20. A method of assessing the potential of a test compound to cause lung injury, the method comprising: (a) maintaining separate aliquots of injured lung cells in the presence and absence of the test compound; and (b) comparing expression of one or more lung injury polypeptide or polynucleotide markers, in each of the aliquots, and wherein a significant difference in levels of markers in the aliquot maintained in the presence of the test compound, relative to the aliquot maintained in the absence of the test compound, is an indication that the test compound potentially causes lung injury.

21. An in vivo method for imaging lung injury comprising:

(a) injecting a subject with one or more agent that binds to a lung injury polypeptide marker, the agent carrying a label for imaging the marker; (b) allowing the agent to incubate in vivo and bind to a marker; and

(c) detecting the presence of the label localized to the lung injury.

22. A method of any preceding claim wherein the markers are one or more of the polypeptides listed in Table 1.

23. A method of any preceding claim wherein the marker is IP- 10/CXCL- 10, galanin, Fra-1, NGFI-B, SOCS-3, Robo-1, neuropeptide Y, hemoglobin beta-chain, glutathione S-transferase pi-1, ferritin light chain 1, adrenomedullin, and/or oxidative-low density lipoprotein [LDL].

24. A method of any preceding claim wherein the marker is neuropeptide Y and/or IFN- γ-inducible protein- 10.

25. A method of any preceding claim wherein the marker is hemoglobin beta-chain, glutathione S-transferase pi-1, and/or ferritin light chain 1.

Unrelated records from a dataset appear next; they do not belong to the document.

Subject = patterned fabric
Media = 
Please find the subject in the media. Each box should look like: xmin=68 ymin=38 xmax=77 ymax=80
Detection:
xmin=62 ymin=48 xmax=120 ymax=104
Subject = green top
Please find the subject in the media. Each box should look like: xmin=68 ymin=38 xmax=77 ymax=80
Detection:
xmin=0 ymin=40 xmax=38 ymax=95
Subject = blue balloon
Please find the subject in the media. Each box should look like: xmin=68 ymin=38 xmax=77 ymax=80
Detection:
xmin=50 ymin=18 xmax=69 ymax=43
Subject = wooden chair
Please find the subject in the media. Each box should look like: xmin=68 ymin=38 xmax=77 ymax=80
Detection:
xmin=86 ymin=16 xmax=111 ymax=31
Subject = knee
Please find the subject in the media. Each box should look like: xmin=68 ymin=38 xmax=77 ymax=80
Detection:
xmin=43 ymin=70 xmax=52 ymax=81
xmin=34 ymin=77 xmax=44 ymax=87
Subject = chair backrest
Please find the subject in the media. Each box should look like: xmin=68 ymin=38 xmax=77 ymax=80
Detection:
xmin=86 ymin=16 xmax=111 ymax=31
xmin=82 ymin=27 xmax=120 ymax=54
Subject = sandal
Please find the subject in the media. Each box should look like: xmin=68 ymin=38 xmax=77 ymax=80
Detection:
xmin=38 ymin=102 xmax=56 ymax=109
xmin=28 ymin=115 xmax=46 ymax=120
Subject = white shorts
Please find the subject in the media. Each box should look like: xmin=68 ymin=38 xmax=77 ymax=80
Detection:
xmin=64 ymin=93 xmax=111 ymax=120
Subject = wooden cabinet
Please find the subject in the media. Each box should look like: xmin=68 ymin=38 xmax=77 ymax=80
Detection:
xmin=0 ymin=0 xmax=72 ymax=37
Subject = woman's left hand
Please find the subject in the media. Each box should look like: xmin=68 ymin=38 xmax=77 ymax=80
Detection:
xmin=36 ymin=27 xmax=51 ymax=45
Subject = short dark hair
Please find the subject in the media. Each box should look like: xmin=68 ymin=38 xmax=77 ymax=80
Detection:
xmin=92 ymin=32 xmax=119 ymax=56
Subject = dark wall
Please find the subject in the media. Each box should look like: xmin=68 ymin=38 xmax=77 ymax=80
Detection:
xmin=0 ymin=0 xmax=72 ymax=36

26. A method of treating or preventing lung injury in a subject comprising administering to the subject an effective amount of an antagonist of NPY or IP-10.

27. A method of claim 26 wherein the antagonist is an antibody directed to IP-10.

28. A method of any of the preceding claims wherein the lung injury is ventilator- induced lung injury.

29. A method of any of claims 1-27, wherein the lung injury is due to or related to ARDS.

30. A method of claim 28 or 29 wherein NPY is the lung injury marker and is related to lung injury due to overdistension.

31. A method of claim 28 or 29 wherein IP-IO is lung injury marker and its levels are related to lung injury due to overdistension and recruitment/de-recruitment.

32. A method of screening for a compound that can be used in the treatment of lung injury, ventilator-induced lung injury or ARDS, comprising a method of screening for inhibitors or antagonists of NPY and/or IP-IO and then verifying the use of said compound in a treatment or preventative model for lung injury, ventilator-induced lung injury or ARDS.